Dateline: 27 November 2013
Vic Lockman's Westminster Catechism Books
(click pictures to see enlarged views)
I grew up reading comic books from a young age. I loved comic books. I mostly liked the Mickey Mouse mysteries, and Uncle Scrooge McDuck, and Richie Rich (the poor little rich boy), and Sad Sack. But I read all sorts of other comics back in the late 1960s.
After visiting my Grandmother in Maine one summer, I came home to find that my mother had cleaned my room and thrown out all my comic books. I had a comic book stack probably two feet high, and they were all gone. I couldn't believe it. I thought my mother was kidding me when she told me.
So maybe it was a sort of nostalgia for comics that attracted me to Vic Lockman's catechism cartoon (not comic, but cartoon) books. That, and, of course, an interest in the Westminster Catechism, which has come only in recent years.
My family started going to a evangelical Baptist church when I was a teenager, and I've pretty much gone to evangelical Baptist churches ever since. If my experience is a reliable indicator, evangelical Baptist churches don't have anything to do with catechisms of any kind. And I don't think Pentecostal churches (which I have a little experience with too) have anything to do with catechisms either. Mostly, those churches are concerned with getting people saved. And when I was younger, they were really focused on end-times prophecy and the rapture.
So I grew up thinking that getting saved, and getting other people saved, and being ready for the rapture was mostly what Christianity was all about.
Only when I got much older did I come to realize that there is this thing called "sanctification," which, biblically speaking, is what is supposed to happen in a Christian's life after salvation. It turns out there is much more to Christianity than realizing you are a sinner, and putting your faith in Jesus Christ and his shed blood to save you (from going to hell when you die, which is what we we all deserve).
|Catechism Q & A #35: What is Sanctification?|
How many evangelical Christians can answer this simple question?
I'm still trying to figure out why the word "sanctification," and the work of sanctification in the Christian life, is almost never mentioned in evangelical churches. I listen pretty close to most sermons and I've rarely heard it.
This is confusing to me because when I read the Bible I see almost nothing there instructing all Christians to be evangelizing, or "winning souls to Christ," but I see hundreds of verses encouraging and instructing Christians to live godly lives.
Sanctification is, as the page picture above indicates, about growing in knowledge and faith as we live life in accord with the teaching of Jesus Christ and the apostles. It's about spiritual maturity and spiritual discernment which comes with obedience to God's word. It is about loving, and forgiving, and helping others. It is about becoming more Christ-like by following Christ daily. I think the word "obedience" is something of a synonym for sanctification.
Anyway, when I came to know about The Westminster Shorter Catechism, put together in 1643 by a gathering of mostly Puritan theologians, that was once widely used to teach children the fundamental doctrines of Christianity (Reformation Christianity), I was interested.
I have a lot of respect for the Puritans.
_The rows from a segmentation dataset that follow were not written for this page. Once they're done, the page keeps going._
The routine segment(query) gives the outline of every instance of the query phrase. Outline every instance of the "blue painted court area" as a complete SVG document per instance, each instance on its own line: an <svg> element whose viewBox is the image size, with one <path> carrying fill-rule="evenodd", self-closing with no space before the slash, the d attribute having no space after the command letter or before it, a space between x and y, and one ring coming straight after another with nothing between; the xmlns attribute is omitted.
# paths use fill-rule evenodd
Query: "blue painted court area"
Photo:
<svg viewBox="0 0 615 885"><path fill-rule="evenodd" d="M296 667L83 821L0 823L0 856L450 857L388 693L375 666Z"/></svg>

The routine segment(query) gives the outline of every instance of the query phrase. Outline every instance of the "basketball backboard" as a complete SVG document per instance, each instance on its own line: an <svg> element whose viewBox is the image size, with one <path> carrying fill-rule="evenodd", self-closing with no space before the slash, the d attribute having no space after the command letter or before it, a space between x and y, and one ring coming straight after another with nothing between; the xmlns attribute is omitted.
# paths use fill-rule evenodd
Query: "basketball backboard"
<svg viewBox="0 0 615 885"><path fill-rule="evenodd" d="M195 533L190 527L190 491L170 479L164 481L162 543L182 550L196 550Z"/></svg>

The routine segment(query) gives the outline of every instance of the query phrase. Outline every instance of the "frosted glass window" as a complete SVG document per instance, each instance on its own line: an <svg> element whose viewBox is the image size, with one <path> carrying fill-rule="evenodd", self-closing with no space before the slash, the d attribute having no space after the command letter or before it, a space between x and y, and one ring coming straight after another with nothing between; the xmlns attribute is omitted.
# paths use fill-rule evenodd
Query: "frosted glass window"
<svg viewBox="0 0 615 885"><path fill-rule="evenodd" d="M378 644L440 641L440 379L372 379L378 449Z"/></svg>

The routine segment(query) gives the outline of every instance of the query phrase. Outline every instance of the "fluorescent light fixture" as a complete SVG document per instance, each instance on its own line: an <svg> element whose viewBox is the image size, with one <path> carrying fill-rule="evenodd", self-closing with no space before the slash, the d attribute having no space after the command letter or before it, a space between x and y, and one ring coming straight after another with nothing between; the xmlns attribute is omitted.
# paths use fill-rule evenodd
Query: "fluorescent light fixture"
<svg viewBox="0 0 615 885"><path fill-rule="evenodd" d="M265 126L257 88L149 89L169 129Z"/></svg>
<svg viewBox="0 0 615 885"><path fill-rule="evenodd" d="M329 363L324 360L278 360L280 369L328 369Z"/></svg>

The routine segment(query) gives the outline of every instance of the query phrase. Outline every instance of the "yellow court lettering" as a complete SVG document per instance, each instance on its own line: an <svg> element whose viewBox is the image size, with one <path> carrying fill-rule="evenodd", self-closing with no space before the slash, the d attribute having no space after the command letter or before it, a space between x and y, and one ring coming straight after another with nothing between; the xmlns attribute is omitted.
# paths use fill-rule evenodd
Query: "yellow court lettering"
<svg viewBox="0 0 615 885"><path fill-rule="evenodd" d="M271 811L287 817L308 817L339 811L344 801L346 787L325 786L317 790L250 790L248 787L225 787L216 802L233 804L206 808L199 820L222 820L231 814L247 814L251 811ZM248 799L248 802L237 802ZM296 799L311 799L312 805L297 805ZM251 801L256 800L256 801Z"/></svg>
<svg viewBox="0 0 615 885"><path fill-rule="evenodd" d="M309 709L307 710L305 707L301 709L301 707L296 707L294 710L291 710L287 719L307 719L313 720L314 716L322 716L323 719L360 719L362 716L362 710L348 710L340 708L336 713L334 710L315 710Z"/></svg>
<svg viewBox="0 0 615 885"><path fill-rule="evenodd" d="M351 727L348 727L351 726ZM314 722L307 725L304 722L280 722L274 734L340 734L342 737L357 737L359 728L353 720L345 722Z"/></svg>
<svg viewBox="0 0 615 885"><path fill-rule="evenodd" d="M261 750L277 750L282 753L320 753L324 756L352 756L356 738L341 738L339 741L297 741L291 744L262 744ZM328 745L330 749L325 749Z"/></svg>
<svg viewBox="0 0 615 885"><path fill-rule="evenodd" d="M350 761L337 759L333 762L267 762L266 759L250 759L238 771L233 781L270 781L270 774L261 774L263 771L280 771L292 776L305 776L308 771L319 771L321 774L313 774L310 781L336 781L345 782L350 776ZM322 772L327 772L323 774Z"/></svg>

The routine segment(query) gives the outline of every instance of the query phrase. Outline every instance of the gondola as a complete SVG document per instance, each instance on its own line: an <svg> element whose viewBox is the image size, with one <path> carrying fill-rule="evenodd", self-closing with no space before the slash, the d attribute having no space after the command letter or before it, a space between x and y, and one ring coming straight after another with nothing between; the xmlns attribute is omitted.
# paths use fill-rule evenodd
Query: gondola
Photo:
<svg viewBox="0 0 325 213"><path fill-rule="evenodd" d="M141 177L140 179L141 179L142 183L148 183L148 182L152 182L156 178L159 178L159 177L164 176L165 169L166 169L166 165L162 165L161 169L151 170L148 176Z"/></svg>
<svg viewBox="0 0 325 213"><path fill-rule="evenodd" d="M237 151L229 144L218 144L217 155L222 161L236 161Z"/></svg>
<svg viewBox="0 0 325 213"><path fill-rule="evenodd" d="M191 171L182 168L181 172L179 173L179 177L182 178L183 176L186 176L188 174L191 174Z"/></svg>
Fact is, I am a descendent of Puritans who came to America with John Winthrop in 1630 (see My Puritan Roots). So I bought a book about the Westminster Shorter Catechism a few years ago. Right from the start, I learned something I never knew….
Question #1: What is the chief end of man?
(Another way to ask the question is, "What is the primary purpose of man?")
Answer: Man's chief end is to glorify God and enjoy him forever.
I had never heard such a thing, stated so direct and clear, in my history of evangelical church attendance.
We live in a world where everyone (a whole lot of church-going Christians included) is searching for purpose and meaning in their life, and there it is, plain and simple, in Question #1 of the Westminster Shorter Catechism.
The theology in just Question #1 of the Westminster Catechism is powerfully significant and life changing.
I don't exactly remember how I found my way to Vic Lockman's web page and his two catechism cartoon books, but I'm glad I got there and I'm glad I now have the books. Together, the two volumes cover all 107 Q & A of the Westminster Shorter Catechism—they are packed with the fundamentals of Orthodox Christian doctrine.
Even though this catechism was originally developed over 350 years ago for teaching children, it is perfect for me (at 55 years old) as I am trying to better understand what aspects of the Christian faith have been lost (or maybe just neglected) in the rise of modern evangelical Christianity.
My purpose in posting this essay is not to get into a theological discussion (or argument). It is to encourage any Christian readers here who are not familiar with catechisms (and I know that's a lot of evangelicals) to check out The Westminster Shorter Catechism. This Link will take you to all 107 Questions and Answers. If you'd prefer some visuals and additional exegesis, then get Vick Lockman's two books.
You may discover, as I have, that the more traditional doctrines of the Christian faith feed you and resonate with you more than the modernized variations.